Dopo la prima condanna definitiva

La zona delle case di via Friuli dove si è svolta la vicenda

Per 12 anni, tra il 2007 e il 2019, ha terrorizzato una famiglia di suoi vicini di casa con dispetti, insulti e aggressioni in particolare ai danni di un'italiana di 76 anni invalida. Dopo l'arresto da parte degli agenti del commissariato cittadino avvenuto a ottobre 2019, nei giorni scorsi, a inizio maggio 2020, per un 47enne italiano residente fino a poco tempo fa in via Friuli a Ivrea è arrivata la prima sentenza di condanna definitiva emessa dalla Corte di Cassazione, a conclusione dell'iter giudiziario di una delle 29 denunce (e 68 segnalazioni) che aveva incassato in questo periodo.

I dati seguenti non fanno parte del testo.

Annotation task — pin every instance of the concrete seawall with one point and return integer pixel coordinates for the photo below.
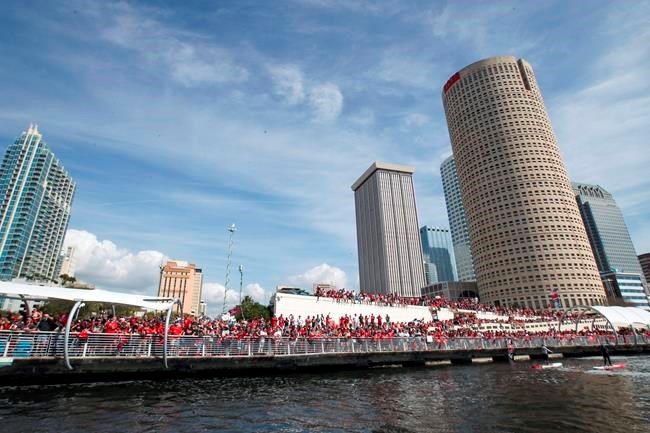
(23, 371)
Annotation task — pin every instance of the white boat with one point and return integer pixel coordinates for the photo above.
(545, 366)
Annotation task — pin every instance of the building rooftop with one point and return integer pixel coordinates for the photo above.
(377, 165)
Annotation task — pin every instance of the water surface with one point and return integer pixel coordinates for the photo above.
(486, 398)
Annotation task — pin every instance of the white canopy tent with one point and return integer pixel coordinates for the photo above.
(616, 317)
(36, 292)
(625, 317)
(25, 291)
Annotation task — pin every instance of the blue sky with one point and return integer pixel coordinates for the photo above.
(177, 119)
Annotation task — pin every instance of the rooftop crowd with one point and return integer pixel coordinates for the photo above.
(464, 324)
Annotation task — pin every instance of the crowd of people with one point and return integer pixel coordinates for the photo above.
(465, 304)
(310, 327)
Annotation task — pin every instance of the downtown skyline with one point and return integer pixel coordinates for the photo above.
(178, 127)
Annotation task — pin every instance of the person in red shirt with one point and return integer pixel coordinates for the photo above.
(111, 326)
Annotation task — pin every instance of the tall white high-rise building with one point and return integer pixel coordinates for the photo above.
(36, 194)
(388, 238)
(68, 262)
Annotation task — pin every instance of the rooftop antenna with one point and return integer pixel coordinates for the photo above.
(241, 285)
(232, 229)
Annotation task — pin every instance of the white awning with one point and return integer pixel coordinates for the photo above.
(624, 317)
(37, 292)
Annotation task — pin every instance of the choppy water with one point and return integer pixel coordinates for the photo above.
(486, 398)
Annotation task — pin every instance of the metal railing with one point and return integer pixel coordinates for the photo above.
(19, 344)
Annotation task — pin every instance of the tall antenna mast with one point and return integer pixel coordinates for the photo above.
(241, 285)
(232, 229)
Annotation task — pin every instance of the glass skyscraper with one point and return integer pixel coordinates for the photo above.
(438, 253)
(612, 245)
(608, 234)
(457, 221)
(36, 194)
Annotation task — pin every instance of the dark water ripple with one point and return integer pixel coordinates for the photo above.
(492, 398)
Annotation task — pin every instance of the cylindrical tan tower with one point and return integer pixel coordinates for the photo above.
(526, 232)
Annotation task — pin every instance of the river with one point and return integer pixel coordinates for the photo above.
(474, 398)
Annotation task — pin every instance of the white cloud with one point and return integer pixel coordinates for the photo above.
(326, 102)
(603, 126)
(415, 120)
(288, 83)
(190, 60)
(323, 273)
(106, 265)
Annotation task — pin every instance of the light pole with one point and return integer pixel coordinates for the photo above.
(241, 285)
(232, 229)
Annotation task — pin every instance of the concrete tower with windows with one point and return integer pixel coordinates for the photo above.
(37, 196)
(390, 252)
(526, 231)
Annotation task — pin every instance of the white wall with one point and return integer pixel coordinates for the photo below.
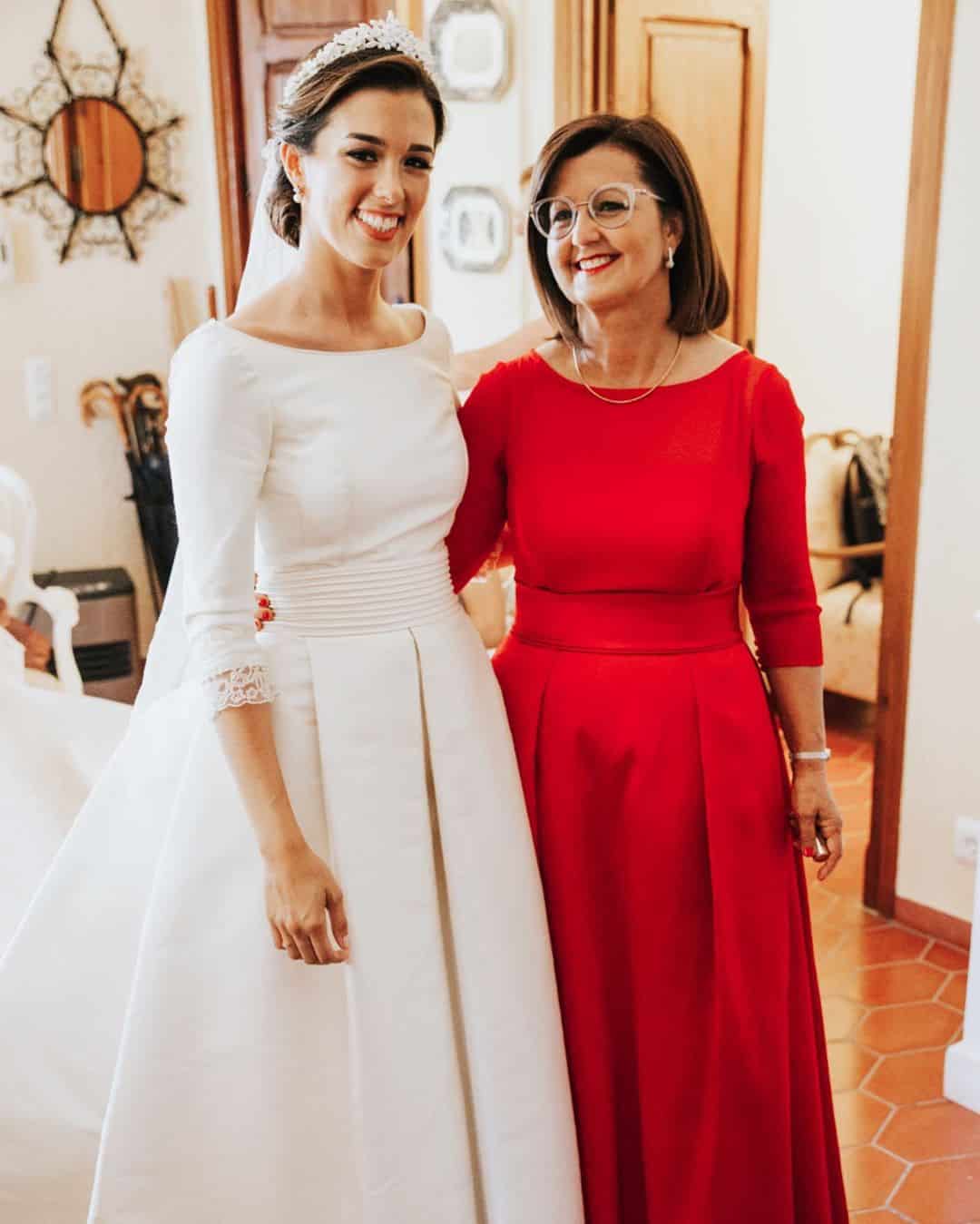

L'uomo deve scontare un anno di condanna (a piede libero trattandosi di una pena sotto i due anni) e deve pagare alle vittime 12mila euro (che gli verranno sottratti a rate dallo stipendio) ma in aggiunta a questo il tribunale di sorveglianza di Torino, su proposta dello stesso commissariato, ha disposto che l'uomo non potrà più mettere piede sul territorio di Ivrea (adesso vive altrove), se non per motivi di lavoro.

Tra le intemperanze del condannato c'è, ad esempio, l'avere colpito i muri di casa della famiglia a bastonate per ore, avere minacciato l'anziana alla fermata del bus (questo è l'episodio dell'arresto), avere orinato e defecato sull'uscio di casa, averla malmenata mandandola all'ospedale (la prognosi era stata di due settimane). Vessazioni erano state compiute anche nei confronti della figlia della vittima.